Let’s face it, we’ve all had those days that were going perfect until someone calls you with “an emergency” and you end up shifting gears and make that emergency your problem. Not every one’s emergency is your emergency, so listen to the voicemail and make your own decision. You need to figure out what distracts you and put first things first.
Here are a few distractions you may want to look at:
- cellphone / phone
- voice mail
- Social media / Internet
5. Schedule Estimates
I try to schedule estimates all on the same day and also try to have my proposals typed that same day. Clients have told me they’ve been super impressed with the professional and fast return of my proposals. To do this you need to know your numbers, pricing, overhead costs and maybe consider using past project pricing as a base for allowances.
Using allowances means you can price items that are out of your control, such as subcontractor pricing, unknown costs for fixtures or appliances. More on how to utilize and manage allowances later. Many a client has told me they waited weeks for the other contractors to get back to them and they hired me because I responded faster and seemed more organized.
6. Identify Your Prime Time
Each of us has a particular time of the day when we have the most energy and are most creative. If you’re already aware of when this time is for you then schedule you TOP PRIORITES at that time. If you’re not aware, figure it out and utilize your strengths.
7. Break Up Difficult Tasks
Sometimes it makes sense to break up difficult or large tasks into two days. Instead of trying to get a huge estimate done in one day spread it out over two days and schedule four hours each day to work on it. You’ll find that you’ll have more energy and focus, plus make fewer mistakes.
8. Handle Paper Once
When in the office, no one has time to muddle around. I use the 3-F’s for paper work:
- File it
- Forward it
- Forget it
I pay my bills twice a month. Until I pay them they sit in a tray waiting for me to open them. Once opened I pay them, record them in my Quicken software account and file them. At that time I also invoice for any jobs that those bills may be related to. A quick hand-written note on each invoice such as “paid” with date, or “paid – need to invoice” helps me keep track of things while doing this.
9. Sharpen Your Saw
I’m sure you’re all great contractors, mechanics and carpenters who have long since mastered the craft, techniques and tools. But can you navigate a computer, create customer files, type and email estimates, type and email invoices, search and find these files quickly? How about emails? Online calenders? Accounting software?

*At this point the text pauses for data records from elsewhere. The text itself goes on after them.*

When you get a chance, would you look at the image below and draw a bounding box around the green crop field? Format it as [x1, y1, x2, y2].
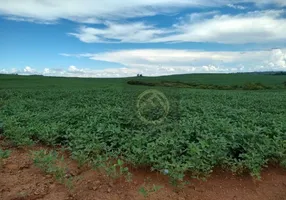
[0, 74, 286, 182]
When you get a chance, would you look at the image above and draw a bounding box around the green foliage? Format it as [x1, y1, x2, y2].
[92, 156, 132, 182]
[0, 148, 11, 168]
[138, 178, 163, 198]
[31, 150, 72, 189]
[0, 74, 286, 184]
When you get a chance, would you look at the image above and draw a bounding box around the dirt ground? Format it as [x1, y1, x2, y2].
[0, 141, 286, 200]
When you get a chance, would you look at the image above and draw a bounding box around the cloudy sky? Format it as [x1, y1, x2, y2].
[0, 0, 286, 77]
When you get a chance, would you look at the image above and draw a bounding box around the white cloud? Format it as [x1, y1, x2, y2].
[70, 22, 170, 43]
[227, 3, 246, 10]
[0, 0, 286, 23]
[0, 49, 286, 77]
[74, 49, 286, 72]
[23, 66, 36, 74]
[0, 0, 224, 23]
[70, 10, 286, 44]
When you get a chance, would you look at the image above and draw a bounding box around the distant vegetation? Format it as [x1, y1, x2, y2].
[127, 80, 272, 90]
[0, 74, 286, 184]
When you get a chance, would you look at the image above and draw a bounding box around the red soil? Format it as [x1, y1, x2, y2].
[0, 141, 286, 200]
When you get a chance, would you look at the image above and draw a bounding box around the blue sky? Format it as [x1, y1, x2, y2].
[0, 0, 286, 77]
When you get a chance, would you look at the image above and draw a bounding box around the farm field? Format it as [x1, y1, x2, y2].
[0, 74, 286, 200]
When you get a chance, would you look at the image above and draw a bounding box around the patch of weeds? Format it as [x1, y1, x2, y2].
[92, 156, 132, 182]
[138, 177, 163, 198]
[31, 150, 73, 189]
[0, 149, 11, 168]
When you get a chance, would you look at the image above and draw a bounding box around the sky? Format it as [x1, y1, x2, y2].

Let’s face it, unless you have an office manager, as a business owner you need to be able to do these tasks and do them well. If not you’re WASTING a ton of time hunting and pecking your way through this stuff. Take a class, read a book and learn computer shortcuts that make your miserable time on the computer and in the office go faster, be more efficient and ultimately be more professional. You should no longer be hand-writing estimates, invoices or anything for that matters except a thank you card. Let’s stop pissing on our profession and raise the bar!
So, what’s the goal here?
The goal to doing all of this is to increase your productivity, performance and business output while reducing stress and missed opportunities. Let’s not forget to be more professional and make more money! Sounds easy right? Get started!!